Mr. Shipley could no longer afford to live there; his small import-export business had fallen apart with him. Char had grown up in Pensacola after all, her childhood marked by scarcity. She grew up missing a parent and also short on both money and simple time to be young, because she had to step into the gap I’d made, mothering her little brother.
When Paul was two, he walked into the neighborhood pool, sinking like a stone, and Charlotte, only five, leaped in right after him. She’d been a novice swimmer, barnacled to a baby, thrashing down in the blue. She could see the surface, but she couldn’t get them there. She kicked and churned, Paul’s panicked little hands yanking her hair. Her father, dozy from beer, was unaware that both his kids were underwater.
Someone—a lifeguard or a nearby mother, Char could not remember—had fished them out. I’d left them there, though. I’d told Roux the same lie that I told myself: There was no Lolly Shipley anymore. As for Char, nearly drowning had left her with both a fear of the water and the understanding that if she did not look out for Paul, no one would.

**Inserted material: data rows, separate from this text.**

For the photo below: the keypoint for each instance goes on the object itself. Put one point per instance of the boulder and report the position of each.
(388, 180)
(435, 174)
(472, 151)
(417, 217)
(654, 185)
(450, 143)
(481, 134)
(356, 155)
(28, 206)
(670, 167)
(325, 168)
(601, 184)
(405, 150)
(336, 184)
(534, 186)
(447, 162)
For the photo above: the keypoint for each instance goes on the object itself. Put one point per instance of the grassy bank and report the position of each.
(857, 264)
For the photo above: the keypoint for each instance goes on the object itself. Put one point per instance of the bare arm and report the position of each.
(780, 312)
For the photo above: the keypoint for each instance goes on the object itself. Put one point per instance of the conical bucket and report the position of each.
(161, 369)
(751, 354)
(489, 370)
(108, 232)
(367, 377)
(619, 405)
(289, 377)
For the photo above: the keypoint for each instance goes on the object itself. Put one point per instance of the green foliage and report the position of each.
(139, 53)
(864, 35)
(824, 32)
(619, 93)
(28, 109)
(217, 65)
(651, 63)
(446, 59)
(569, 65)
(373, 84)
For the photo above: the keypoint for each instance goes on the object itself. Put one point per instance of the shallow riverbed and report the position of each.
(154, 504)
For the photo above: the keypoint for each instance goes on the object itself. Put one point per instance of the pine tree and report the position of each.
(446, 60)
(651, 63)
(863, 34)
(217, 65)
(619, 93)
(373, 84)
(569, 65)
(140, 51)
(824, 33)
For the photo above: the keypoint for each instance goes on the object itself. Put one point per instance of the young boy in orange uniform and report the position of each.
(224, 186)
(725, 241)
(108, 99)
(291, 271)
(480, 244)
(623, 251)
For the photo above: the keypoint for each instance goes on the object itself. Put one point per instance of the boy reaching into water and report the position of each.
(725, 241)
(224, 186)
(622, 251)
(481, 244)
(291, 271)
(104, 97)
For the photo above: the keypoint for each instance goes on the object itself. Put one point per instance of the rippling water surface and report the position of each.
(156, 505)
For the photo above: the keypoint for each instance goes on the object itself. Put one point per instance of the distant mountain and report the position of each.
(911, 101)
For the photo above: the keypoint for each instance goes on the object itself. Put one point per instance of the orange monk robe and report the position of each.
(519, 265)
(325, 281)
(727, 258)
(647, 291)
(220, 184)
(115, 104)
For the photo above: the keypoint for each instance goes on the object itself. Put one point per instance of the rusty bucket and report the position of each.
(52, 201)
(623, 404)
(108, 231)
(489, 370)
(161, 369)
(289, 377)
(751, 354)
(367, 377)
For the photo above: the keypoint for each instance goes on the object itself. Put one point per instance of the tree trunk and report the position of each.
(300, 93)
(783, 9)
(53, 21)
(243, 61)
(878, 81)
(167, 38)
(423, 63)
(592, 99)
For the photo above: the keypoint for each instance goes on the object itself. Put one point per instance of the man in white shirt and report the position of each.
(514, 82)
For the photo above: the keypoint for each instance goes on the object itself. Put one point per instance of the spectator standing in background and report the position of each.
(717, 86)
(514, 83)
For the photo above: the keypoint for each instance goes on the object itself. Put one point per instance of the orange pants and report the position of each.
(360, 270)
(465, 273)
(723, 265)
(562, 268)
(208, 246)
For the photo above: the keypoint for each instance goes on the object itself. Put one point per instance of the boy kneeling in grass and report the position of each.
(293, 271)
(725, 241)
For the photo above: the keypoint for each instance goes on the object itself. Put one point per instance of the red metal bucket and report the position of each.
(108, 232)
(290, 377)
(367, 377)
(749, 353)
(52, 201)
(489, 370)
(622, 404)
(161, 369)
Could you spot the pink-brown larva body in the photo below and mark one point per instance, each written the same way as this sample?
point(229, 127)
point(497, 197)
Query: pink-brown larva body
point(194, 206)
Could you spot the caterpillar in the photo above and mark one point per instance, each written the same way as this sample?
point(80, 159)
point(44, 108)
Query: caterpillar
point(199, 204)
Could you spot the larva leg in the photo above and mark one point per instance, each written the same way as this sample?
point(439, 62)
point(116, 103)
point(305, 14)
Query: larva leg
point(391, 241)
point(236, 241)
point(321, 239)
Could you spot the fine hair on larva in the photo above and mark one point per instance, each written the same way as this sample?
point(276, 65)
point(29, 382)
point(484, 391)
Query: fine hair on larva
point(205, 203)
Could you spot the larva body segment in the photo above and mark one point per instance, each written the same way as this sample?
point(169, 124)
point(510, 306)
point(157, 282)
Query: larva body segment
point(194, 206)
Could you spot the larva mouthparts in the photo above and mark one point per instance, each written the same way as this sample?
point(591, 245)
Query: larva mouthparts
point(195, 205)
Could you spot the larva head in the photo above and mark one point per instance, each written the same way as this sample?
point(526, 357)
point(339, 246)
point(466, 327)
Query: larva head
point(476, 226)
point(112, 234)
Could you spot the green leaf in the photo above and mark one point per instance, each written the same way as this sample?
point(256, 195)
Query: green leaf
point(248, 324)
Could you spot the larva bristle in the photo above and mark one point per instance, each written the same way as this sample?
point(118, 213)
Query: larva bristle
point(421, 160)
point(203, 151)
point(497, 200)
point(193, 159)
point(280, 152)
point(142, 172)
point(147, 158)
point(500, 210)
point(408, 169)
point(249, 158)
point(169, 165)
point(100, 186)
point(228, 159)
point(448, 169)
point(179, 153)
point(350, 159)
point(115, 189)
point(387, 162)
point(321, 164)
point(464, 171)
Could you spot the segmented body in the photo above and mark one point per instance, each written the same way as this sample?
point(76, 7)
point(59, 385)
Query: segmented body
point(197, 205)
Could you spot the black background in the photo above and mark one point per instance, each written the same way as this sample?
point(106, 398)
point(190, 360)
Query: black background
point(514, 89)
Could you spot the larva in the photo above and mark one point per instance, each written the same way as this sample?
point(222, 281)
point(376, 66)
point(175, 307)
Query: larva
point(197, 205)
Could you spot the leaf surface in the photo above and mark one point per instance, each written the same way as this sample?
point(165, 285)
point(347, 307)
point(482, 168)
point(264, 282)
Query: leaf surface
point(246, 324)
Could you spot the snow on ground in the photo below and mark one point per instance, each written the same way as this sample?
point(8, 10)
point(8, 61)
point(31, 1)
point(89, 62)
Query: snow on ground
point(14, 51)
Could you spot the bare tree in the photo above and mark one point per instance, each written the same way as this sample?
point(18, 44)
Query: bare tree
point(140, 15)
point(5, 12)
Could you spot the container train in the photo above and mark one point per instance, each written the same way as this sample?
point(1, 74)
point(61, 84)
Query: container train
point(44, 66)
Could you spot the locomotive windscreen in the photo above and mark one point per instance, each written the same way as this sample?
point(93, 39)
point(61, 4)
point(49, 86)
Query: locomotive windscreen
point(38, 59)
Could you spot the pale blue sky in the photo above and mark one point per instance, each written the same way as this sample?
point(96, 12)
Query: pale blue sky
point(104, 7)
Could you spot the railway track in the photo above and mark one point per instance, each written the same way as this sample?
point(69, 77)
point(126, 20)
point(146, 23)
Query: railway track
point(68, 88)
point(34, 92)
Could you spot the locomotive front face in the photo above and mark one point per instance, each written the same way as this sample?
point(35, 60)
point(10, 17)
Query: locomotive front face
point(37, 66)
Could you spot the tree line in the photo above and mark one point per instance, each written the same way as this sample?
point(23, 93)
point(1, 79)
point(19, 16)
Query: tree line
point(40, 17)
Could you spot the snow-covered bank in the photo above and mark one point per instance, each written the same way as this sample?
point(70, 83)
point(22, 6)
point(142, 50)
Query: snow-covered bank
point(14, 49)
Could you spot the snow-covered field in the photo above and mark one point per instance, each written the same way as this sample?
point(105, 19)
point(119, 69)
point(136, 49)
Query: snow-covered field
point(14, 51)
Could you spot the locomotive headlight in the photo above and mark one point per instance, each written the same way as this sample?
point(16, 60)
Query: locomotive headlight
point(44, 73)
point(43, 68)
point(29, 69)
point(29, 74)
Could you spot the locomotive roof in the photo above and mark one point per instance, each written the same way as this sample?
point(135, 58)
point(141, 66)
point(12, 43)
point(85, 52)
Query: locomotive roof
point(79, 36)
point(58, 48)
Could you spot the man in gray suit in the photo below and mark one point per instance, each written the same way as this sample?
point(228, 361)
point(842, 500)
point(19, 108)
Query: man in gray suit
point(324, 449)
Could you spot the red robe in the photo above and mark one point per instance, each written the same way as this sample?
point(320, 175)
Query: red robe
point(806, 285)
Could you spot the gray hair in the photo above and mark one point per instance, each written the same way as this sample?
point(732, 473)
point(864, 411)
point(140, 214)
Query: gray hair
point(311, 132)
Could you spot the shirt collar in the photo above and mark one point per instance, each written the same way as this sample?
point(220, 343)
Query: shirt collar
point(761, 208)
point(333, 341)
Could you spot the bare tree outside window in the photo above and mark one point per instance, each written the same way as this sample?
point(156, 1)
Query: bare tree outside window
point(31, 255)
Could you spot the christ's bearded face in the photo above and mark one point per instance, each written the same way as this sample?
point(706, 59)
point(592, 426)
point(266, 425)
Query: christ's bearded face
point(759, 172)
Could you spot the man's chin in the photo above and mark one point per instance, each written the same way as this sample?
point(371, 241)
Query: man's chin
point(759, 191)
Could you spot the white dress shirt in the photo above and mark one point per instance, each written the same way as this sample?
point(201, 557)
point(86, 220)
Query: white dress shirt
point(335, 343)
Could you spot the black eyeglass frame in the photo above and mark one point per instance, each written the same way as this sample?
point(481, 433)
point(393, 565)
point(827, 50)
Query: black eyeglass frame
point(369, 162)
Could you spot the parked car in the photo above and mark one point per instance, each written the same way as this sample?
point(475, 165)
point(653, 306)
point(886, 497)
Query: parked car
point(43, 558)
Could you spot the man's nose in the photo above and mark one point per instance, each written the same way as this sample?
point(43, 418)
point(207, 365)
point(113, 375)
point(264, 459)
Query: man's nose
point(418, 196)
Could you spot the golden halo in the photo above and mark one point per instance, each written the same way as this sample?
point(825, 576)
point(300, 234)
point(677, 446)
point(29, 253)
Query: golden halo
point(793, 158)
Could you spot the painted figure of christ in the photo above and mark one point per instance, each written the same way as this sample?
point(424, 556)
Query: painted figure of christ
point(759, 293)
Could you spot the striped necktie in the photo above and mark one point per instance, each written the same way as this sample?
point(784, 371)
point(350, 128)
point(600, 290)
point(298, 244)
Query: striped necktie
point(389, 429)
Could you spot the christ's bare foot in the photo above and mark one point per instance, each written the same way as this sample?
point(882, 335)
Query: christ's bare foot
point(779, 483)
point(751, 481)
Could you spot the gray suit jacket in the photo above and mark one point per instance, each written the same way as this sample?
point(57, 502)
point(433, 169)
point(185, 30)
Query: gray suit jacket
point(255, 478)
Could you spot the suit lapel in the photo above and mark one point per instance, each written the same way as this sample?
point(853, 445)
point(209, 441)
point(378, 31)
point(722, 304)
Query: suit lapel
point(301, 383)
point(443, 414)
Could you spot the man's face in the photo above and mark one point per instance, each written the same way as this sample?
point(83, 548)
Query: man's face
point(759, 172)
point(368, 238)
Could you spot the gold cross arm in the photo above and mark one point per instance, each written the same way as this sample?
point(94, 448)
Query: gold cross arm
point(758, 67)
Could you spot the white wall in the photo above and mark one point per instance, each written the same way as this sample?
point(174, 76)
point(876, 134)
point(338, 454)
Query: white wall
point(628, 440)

Their father was very busy drinking.
That’s how Char came to know Davis so well, at a support group for children and spouses and parents of alcoholics.
It was so intricate, so precise, all the little turning wheels and moving pieces that brought Char to me. I marveled at it later, as I gleaned her history piecemeal from the thousand conversations we had after I’d realized who she was. It astonished me, how everything had unfolded in this perfect chain.